Montag, 11. Mai 2009

Lyrik zum Anfassen, Teil 1

So, heute wagen wir mal was, Ihr und ich. Für sehr viele Leute ist Lyrik etwas, das man via Deutschunterricht in zähem Ringen zu Tode interpretiert. Etwas, das man schon deshalb zum Kotzen findet, weil man es lesen MUSS. Ging mir jedenfalls jahrelang so, bis mir ein einziges besonderes Gedicht Herz und Augen öffnete (dazu an anderer Stelle mehr).

Am Wochenende las ich einem Menschen ein paar Sachen von Kurt Tucholsky vor, und dabei fiel mir auf, wie sehr ich gerade seine Gedichte mag. Während mich bei Tucholskys Prosa die unerhörte sprachliche Eleganz umhaut, ist es in der Lyrik der federleichte Tonfall, der Persönliches verpackt.

Was ich Euch heute mitgeben will, ist eines der Gedichte, die auf Tucholskys Beziehung zu Mary Gerold Bezug nehmen. Die große Liebesgeschichte seines Lebens. Aber auch so ne typische Kiste von "Ich find Dich eigentlich nur aus der Entfernung toll".


Sie schläft.


Morgens, vom letzten Schlaf ein Stück,
nimm mich ein bißchen mit -
auf deinem Traumboot zu gleiten ist Glück -
Die Zeituhr geht ihren harten Schritt ...
pick-pack ...

"Sie schläft mit ihm" ist ein gutes Wort.
Im Schlaf fließt das Dunkle zusammen.
Zwei sind keins. Es knistern die kleinen Flammen,
aber dein Atem fächelt sie fort.
Ich bin aus der Welt.

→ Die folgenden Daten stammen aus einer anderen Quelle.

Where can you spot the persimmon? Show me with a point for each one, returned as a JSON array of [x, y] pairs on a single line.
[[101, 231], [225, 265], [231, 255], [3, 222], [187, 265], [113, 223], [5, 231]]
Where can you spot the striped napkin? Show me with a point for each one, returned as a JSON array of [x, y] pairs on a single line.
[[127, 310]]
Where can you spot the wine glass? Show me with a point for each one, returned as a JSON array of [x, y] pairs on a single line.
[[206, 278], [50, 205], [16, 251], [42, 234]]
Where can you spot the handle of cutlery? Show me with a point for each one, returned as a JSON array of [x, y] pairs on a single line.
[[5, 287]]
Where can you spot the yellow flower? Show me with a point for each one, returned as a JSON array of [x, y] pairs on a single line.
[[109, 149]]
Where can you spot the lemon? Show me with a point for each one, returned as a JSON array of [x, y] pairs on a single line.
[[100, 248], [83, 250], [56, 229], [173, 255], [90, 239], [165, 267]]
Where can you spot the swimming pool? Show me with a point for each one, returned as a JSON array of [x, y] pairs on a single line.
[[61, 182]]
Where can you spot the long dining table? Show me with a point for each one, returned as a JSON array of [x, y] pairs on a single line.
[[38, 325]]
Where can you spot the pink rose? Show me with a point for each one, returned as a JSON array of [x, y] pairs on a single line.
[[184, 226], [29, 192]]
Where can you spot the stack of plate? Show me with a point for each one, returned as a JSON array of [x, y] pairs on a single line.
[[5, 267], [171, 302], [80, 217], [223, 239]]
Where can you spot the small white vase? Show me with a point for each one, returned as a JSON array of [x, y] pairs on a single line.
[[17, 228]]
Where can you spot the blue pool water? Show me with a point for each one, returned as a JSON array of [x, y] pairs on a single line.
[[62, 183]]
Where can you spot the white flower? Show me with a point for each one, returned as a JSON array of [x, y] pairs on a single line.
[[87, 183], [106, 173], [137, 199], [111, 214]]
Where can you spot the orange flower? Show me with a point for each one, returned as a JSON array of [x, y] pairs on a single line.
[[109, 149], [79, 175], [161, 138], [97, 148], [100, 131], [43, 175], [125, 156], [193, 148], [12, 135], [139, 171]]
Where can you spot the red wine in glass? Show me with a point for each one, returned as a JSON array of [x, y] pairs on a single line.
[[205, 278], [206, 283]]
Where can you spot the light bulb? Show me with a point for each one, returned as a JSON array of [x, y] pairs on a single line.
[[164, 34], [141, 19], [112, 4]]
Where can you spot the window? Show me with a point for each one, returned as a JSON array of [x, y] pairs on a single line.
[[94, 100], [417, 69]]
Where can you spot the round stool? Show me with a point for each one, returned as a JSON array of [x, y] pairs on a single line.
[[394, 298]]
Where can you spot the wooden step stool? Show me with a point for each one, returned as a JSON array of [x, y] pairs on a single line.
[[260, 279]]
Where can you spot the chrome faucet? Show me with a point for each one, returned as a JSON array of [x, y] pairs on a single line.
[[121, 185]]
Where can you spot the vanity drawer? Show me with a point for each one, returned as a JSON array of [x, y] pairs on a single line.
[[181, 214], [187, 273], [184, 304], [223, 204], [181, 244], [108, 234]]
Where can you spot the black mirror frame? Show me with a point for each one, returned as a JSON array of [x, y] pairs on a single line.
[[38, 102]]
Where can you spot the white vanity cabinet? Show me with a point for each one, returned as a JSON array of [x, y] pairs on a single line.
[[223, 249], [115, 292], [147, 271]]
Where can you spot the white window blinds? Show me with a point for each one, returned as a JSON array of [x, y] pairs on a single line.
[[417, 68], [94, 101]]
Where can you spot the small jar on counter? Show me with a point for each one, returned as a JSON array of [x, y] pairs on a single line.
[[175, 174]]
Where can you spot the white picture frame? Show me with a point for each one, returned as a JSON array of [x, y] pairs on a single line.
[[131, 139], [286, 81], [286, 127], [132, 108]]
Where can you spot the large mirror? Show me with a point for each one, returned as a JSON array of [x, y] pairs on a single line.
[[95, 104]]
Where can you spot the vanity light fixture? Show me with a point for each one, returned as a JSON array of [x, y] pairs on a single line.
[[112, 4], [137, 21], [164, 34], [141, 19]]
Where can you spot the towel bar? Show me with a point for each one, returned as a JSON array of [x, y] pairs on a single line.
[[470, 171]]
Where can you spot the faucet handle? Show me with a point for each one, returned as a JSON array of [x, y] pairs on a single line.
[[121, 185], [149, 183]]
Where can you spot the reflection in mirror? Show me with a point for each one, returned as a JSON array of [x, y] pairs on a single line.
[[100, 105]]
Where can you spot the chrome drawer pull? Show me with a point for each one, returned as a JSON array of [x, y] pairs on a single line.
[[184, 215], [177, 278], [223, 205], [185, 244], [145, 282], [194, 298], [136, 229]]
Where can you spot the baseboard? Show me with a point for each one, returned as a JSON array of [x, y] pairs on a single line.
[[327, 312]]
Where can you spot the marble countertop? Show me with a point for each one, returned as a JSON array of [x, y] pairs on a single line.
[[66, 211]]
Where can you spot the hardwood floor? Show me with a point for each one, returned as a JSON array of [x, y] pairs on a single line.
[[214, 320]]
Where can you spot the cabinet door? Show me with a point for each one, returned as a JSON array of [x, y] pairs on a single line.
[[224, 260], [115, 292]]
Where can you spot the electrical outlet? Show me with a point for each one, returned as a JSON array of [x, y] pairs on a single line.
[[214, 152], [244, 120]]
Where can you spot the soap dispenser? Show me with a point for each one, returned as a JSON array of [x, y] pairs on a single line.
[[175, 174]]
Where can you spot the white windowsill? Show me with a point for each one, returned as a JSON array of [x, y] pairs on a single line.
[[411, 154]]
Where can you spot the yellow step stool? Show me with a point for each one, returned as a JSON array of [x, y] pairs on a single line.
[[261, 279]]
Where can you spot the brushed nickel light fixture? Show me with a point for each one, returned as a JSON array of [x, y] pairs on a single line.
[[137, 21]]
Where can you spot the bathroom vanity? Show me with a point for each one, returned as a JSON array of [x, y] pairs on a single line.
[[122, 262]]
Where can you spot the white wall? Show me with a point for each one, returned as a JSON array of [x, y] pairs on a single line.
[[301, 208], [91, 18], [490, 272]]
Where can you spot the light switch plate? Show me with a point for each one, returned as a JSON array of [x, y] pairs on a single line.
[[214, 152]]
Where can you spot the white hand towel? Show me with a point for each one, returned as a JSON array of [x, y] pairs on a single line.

Ich will nie wieder in sie zurück -
jetzt, wo du nicht bist, bist du ganz mein.
Morgens, im letzten Schlummer ein Stück,
kann ich dein Gefährte sein.


Und den Soundtrack liefere ich auch gleich mit:






Wie siehts aus, wollen wir ein bißchen drüber quatschen? 


P.S. Wer mehr Lyrik und Prosa aus der tucholsky'schen Feder lesen möchte, der kann das hier tun: Klick!

Kommentare:

Jen hat gesagt…

Ein Gedicht, das finde ich ja echt gut. Irgendwie ein Eintrag to go, nicht?

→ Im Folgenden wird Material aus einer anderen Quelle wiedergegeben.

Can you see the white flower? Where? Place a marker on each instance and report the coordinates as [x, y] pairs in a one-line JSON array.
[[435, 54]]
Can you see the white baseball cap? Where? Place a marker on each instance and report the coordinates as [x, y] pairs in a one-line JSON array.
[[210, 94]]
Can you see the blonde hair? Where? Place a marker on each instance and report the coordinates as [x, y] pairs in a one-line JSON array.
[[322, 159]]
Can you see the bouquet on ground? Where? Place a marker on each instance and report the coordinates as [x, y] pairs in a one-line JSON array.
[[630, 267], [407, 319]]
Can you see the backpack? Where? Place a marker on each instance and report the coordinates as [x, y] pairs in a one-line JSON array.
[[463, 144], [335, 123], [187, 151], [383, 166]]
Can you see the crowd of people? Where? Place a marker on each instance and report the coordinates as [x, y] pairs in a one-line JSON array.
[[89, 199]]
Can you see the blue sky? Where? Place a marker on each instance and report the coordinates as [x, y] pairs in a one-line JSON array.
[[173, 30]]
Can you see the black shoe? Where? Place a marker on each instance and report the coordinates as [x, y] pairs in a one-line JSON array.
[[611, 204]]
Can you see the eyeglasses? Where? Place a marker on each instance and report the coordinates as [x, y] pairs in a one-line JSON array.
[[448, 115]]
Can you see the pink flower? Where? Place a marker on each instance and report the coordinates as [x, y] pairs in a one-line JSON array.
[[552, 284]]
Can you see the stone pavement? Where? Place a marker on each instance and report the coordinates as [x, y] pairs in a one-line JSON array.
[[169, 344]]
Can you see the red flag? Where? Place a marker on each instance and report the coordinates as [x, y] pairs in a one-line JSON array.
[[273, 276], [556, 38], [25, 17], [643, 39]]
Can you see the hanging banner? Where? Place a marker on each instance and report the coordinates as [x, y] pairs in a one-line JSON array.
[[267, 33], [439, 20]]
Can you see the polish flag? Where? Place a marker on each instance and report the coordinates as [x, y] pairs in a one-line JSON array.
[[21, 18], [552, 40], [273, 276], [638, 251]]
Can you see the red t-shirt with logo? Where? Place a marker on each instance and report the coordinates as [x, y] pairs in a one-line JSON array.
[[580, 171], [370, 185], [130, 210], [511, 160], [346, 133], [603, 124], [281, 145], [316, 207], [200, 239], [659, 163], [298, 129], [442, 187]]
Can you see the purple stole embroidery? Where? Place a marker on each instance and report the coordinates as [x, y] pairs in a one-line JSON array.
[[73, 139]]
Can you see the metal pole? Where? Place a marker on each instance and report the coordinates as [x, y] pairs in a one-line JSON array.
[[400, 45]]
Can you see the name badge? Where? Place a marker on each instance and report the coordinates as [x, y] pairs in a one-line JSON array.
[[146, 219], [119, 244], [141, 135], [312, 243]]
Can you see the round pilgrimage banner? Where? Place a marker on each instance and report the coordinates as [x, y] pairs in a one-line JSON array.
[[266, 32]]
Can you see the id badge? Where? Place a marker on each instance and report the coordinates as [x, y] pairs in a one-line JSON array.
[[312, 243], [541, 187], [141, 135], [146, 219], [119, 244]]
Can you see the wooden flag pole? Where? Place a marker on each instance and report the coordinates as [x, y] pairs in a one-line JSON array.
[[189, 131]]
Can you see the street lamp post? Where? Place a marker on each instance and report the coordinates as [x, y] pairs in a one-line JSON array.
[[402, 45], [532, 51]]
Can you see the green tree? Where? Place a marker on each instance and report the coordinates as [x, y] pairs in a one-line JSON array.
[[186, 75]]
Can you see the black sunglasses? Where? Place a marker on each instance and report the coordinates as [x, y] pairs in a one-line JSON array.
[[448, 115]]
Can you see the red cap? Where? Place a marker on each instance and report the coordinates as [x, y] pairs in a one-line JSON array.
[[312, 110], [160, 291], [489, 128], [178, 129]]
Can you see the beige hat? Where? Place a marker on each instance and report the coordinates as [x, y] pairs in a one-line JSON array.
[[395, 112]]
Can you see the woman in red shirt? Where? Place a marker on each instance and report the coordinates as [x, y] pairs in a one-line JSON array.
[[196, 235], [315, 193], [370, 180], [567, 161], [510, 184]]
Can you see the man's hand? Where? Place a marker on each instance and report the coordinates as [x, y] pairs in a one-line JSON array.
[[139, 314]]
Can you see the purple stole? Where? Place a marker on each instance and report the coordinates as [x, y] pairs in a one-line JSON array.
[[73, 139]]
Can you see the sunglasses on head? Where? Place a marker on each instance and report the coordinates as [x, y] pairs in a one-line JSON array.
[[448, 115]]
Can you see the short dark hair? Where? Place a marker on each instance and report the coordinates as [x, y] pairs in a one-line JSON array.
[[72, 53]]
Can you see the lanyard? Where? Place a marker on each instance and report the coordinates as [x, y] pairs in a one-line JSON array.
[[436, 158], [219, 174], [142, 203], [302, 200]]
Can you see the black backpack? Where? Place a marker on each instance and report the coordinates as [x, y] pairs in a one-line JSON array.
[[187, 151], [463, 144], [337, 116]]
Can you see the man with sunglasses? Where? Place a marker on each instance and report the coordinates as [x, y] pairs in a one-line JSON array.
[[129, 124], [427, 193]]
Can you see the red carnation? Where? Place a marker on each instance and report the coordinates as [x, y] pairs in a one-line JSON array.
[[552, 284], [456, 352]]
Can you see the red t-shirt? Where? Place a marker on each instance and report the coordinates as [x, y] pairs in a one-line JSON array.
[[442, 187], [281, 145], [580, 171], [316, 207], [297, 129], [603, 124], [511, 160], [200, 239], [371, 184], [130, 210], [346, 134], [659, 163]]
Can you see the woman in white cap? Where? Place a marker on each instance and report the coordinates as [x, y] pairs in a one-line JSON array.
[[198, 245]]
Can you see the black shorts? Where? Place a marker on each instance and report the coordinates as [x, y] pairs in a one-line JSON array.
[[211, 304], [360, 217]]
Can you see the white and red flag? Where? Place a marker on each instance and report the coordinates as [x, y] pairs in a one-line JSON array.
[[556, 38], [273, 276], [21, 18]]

Also...für mich klingt das Gedicht traurig. Als ob er ihr nicht nah sein könnte, wenn sie wach ist. Als ob er nur Nähe zu ihr empfinden könnte, wenn sie weg ist, und das ist sie ja im Schlaf.

Vielleicht war das so eine Liebe, die hauptsächlich davon lebte, dass man in ein Bild des anderen verliebt ist, das man sich in dessen Abwesenheit geschaffen hat?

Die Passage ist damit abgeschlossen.